Given that you are a journalist in Financial Times Global Affairs department, I was a little surprised that you could only find two previously discredited and bankrupt theoreticians, namely Francis Fukayama and Samuel Huntingdon, to prove your assertion that there is no "elegant" theory to explain the "Ukraine Crisis".Fukayama's "End of History" hardly prepared him for the Ukraine crisis, and his train wreck of an analysis of the End of the Soviet Union was almost as bad.
An elegant document released at the time by the World Socialist Website provided a superb and, I might add, elegant rebuttal to Fukayama stating "the dissolution of the USSR provoked within the bourgeoisie and its ideological apologists an eruption of euphoric triumphalism. The socialist nemesis had, for once and for all, been laid low! The bourgeois interpretation of the Soviet Union's demise found its essential expression in Francis Fukuyama's The End of History. Employing a potted version of Hegel's idealist phenomenology, Fukuyama proclaimed that the weary march of history had arrived at its final station—a US-style liberal bourgeois democracy based on the unfettered capitalist market. This was the summit of human civilisation! This theme was elaborated in countless variations by gullible and impressionistic petty-bourgeois academics, always anxious to be on what they take to be, at any given moment, the winning side of history".

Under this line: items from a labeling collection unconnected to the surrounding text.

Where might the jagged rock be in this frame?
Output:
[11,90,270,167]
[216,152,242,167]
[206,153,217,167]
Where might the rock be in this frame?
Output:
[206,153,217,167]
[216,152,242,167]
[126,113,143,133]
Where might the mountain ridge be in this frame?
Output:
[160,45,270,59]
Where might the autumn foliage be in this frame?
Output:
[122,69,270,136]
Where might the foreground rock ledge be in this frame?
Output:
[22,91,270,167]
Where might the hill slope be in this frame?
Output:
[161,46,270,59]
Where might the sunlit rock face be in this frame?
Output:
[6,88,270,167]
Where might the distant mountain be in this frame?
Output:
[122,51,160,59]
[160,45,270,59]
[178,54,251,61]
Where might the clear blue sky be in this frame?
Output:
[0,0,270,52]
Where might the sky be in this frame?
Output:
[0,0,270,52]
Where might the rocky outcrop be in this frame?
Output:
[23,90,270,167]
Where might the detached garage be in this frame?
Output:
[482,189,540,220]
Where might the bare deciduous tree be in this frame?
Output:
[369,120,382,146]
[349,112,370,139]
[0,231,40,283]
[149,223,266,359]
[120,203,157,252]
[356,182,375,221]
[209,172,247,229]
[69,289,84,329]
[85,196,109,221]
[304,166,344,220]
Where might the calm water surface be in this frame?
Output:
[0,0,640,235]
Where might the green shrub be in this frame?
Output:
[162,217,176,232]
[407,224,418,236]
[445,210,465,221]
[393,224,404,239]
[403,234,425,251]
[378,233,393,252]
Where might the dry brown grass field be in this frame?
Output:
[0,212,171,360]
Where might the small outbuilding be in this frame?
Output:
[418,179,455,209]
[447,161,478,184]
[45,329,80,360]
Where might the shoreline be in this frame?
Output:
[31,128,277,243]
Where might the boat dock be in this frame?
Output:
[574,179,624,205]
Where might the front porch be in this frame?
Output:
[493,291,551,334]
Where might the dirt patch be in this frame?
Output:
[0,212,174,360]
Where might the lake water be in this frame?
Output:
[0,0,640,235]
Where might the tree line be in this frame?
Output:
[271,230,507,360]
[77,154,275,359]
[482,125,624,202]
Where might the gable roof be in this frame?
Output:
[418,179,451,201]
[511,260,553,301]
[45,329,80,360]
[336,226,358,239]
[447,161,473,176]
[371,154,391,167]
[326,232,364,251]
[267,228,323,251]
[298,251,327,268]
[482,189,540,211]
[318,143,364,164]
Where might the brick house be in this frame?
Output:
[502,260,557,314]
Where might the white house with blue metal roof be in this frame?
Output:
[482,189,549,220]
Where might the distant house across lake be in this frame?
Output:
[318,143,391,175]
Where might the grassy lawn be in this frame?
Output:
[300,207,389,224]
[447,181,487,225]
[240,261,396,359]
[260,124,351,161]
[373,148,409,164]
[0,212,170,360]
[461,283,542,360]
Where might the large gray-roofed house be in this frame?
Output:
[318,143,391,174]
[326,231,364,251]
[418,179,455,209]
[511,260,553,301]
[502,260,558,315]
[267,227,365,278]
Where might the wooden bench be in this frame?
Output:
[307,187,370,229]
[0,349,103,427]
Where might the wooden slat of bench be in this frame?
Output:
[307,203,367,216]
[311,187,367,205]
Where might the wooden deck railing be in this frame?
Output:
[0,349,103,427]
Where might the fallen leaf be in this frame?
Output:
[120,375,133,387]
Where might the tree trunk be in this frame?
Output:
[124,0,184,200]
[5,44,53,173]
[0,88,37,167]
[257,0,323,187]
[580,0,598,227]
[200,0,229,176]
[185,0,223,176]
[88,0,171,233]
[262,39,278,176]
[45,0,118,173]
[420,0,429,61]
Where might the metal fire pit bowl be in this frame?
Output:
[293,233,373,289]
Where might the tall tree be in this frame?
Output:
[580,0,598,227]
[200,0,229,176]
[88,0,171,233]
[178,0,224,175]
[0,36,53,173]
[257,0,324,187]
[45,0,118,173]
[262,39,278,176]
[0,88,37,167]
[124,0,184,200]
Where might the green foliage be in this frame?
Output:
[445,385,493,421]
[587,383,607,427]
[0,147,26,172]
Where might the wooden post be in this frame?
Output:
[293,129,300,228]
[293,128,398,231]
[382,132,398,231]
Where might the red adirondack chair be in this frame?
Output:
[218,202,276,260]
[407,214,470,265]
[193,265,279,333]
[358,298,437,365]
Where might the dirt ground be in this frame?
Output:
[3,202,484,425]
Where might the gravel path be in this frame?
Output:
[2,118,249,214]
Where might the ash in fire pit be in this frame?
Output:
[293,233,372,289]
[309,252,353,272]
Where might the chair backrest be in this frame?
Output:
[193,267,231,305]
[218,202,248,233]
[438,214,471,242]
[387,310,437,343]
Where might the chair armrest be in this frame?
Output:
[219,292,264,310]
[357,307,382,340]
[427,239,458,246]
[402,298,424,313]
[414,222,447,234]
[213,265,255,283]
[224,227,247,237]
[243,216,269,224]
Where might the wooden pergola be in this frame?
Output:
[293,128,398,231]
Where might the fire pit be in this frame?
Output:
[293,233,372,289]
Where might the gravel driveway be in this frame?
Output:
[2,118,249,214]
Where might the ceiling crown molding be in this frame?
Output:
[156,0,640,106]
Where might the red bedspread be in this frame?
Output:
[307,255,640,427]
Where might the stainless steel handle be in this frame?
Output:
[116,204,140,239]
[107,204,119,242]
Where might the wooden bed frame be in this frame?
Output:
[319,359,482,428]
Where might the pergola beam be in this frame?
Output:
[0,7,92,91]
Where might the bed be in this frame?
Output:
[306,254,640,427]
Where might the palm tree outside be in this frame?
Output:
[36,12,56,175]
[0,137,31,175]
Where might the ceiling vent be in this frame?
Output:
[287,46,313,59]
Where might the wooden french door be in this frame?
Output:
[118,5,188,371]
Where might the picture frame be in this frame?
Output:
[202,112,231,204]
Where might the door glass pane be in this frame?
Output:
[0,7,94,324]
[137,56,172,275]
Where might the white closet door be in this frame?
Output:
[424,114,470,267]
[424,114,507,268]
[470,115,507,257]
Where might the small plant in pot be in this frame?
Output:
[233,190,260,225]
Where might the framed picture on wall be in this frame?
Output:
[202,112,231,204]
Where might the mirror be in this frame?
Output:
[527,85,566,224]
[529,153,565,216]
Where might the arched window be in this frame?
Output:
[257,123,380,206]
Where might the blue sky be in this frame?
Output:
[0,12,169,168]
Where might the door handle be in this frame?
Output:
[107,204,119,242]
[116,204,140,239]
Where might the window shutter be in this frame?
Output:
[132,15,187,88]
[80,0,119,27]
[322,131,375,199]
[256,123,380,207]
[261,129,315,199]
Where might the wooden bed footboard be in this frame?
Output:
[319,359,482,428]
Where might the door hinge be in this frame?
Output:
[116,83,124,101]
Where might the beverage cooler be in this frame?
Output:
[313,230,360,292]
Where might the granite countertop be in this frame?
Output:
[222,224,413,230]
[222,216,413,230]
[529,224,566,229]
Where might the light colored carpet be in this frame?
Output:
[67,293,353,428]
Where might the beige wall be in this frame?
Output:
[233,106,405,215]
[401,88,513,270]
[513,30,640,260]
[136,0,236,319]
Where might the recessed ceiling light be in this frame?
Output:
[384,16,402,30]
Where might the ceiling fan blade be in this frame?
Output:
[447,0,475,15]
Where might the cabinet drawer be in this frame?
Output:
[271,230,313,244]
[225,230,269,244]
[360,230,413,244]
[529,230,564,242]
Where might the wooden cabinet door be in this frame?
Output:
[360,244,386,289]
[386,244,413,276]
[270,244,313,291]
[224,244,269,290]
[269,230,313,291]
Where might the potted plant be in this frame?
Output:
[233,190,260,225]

As a journalist for the Financial Times, you will have access to every global media publication online and in paper form. So it is a little surprising that you ignore the one publication that would refute your premise. That publication is the World Socialist Website (wsws.org). I can only assume that you ignore this publication out of ideological consideration. It is clear from your previous writings that from an ideological standpoint, you are an anti-Marxist. If you were to suspend your ideological prejudice, you would find several articles on their website that would provide an elegant and correct perspective on the Ukraine war.
Please permit me to quote a rather elegant analysis. A letter was sent by WSWS International Editorial Board Chairman David North to a friend who requested his opinion on a recent online discussion held at a US college on the Russia-Ukraine war. David North makes the following point "Momentous events such as wars and revolutions invariably raise complex problems of causation. That is one of the reasons why the study of history is an indispensable foundation of serious political analysis. This general truth acquires exceptional importance in any discussion of Russia. This country was the site of arguably the most significant political event of the twentieth century, the 1917 October Revolution, whose historical, political and intellectual legacy still reverberates in our own time. The study of Soviet history remains critical to understanding the politics and problems of the contemporary world".

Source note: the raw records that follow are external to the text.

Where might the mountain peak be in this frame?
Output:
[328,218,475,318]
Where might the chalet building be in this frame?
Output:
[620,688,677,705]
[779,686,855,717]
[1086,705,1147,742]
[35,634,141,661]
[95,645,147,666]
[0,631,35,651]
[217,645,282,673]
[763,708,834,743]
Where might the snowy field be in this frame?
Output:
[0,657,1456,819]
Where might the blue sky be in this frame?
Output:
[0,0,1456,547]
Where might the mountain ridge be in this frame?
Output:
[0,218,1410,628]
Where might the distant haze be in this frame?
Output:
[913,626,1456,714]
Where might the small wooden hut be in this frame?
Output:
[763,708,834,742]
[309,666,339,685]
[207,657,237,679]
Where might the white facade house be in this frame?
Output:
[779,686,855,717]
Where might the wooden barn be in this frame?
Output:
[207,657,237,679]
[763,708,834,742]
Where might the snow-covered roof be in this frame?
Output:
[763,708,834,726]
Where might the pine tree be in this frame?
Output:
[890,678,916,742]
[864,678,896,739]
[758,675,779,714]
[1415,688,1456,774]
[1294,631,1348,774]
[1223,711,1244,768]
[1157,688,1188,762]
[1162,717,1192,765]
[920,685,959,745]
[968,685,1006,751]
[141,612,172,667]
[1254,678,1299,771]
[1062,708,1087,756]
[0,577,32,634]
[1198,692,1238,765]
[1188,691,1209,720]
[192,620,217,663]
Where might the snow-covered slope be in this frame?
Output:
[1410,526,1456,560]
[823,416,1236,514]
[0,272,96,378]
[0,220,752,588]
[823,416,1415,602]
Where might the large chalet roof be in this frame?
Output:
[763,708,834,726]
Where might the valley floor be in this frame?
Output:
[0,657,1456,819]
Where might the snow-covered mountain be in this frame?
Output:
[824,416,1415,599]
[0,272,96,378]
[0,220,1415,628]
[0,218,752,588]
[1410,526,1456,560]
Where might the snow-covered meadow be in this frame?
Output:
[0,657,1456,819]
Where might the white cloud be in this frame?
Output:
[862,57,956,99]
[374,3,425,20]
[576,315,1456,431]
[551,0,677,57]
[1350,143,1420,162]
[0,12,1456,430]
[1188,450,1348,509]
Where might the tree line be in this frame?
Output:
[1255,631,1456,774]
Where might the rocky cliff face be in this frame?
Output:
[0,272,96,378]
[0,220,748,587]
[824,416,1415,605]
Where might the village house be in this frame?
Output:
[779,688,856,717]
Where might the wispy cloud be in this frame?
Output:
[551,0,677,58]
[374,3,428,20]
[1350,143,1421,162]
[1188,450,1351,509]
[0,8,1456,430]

Having read your columns on several occasions, I conclude that you have read very little about Russian history, particularly its revolution of 1917. Before writing such a provocative article, you should have brushed up on your history.

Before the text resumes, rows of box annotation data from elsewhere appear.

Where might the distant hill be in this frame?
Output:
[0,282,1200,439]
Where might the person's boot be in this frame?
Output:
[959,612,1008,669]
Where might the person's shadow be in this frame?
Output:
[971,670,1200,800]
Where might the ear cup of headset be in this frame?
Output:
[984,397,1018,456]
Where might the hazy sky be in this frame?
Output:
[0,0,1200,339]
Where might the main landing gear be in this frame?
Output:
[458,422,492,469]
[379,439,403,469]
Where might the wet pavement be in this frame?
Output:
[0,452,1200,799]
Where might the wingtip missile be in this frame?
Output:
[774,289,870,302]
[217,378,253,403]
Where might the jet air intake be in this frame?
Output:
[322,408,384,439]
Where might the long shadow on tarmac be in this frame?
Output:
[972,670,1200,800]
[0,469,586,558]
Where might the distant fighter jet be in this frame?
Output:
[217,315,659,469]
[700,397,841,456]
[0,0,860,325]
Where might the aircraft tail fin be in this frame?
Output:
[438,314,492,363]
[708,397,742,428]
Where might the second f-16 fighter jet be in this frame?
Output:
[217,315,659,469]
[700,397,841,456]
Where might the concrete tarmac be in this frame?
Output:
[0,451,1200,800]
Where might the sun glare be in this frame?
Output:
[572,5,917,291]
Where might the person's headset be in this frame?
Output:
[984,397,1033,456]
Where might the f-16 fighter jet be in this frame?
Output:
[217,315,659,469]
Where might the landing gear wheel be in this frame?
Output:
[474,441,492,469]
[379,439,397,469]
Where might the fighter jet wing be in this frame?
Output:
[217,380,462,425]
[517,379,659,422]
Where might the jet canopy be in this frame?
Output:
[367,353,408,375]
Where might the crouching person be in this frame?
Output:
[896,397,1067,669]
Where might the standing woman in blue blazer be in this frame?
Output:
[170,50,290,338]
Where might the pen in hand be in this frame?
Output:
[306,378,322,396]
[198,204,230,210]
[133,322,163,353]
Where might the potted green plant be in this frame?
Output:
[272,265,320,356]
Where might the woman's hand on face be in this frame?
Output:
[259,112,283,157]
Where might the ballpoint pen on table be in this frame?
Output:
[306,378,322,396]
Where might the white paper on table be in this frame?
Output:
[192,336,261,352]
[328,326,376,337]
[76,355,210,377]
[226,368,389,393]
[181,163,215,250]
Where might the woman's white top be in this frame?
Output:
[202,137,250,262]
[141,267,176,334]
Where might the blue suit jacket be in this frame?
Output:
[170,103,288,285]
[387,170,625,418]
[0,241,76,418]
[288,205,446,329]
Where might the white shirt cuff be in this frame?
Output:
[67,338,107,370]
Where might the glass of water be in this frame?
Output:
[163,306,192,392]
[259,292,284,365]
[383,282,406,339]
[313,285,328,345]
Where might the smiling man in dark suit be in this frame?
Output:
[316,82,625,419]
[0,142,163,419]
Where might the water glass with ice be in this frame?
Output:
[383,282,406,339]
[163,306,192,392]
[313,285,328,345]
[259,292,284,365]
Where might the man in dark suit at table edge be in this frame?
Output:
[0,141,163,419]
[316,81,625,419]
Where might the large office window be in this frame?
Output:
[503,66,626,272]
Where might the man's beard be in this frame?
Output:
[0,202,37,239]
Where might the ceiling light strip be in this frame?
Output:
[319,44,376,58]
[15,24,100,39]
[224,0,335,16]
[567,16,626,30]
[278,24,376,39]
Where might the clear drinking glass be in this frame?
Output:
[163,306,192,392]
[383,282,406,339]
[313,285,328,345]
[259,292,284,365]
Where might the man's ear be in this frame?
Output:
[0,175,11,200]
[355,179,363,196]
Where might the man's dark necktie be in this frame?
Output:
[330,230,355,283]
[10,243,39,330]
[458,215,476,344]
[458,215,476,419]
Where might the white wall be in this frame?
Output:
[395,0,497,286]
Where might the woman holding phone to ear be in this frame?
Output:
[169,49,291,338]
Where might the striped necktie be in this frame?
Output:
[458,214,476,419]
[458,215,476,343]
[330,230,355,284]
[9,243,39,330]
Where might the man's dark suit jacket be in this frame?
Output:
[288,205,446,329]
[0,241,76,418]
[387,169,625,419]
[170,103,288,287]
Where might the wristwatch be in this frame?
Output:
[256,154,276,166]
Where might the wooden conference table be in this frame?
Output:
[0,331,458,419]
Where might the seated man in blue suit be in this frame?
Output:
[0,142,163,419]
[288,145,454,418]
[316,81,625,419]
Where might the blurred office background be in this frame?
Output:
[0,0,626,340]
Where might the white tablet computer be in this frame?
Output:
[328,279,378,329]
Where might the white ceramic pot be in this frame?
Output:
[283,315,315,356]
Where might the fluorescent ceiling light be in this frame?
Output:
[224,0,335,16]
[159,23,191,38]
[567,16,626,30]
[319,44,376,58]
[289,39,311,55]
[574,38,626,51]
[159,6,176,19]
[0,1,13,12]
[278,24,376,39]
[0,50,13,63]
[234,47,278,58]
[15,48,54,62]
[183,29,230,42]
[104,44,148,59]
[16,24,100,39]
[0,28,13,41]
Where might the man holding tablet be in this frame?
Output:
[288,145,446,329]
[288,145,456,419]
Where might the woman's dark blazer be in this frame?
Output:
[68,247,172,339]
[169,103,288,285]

In doing so, maybe you would have suspended your anti-Marxism and not written a crass piece of journalism. Lastly, you write that "a strict realist wants you to believe that Putin would now be no trouble if only Nato had not moved east. Holding domestic values cheap, realism cannot explain why the sanctioning countries are almost all democracies. It cannot explain why Ukrainians want to face the west in the first place. When Putin himself cites culture and values, a realist must diagnose him with false consciousness and stress that what moves him is the dry calculation of the chessboard".
I will call upon the elegant Mr North to refute your argument. North writes, "The examination of the aggressive foreign policy of the United States since the dissolution of the USSR is not only a matter of exposing American hypocrisy. How is it possible to understand Russian policies apart from analysing the global context within which they are formulated? Given that the United States has waged war relentlessly, is it irrational for Putin to view the expansion of NATO with alarm? He and other Russian policymakers are certainly aware of the enormous strategic interest of the United States in the Black Sea region, the Caspian region and, for that matter, the Eurasian landmass. It is not exactly a secret that the late Zbigniew Brzezinski and other leading US geostrategists have long insisted that US dominance of Eurasia—the so-called "World Island"—is a decisive strategic objective".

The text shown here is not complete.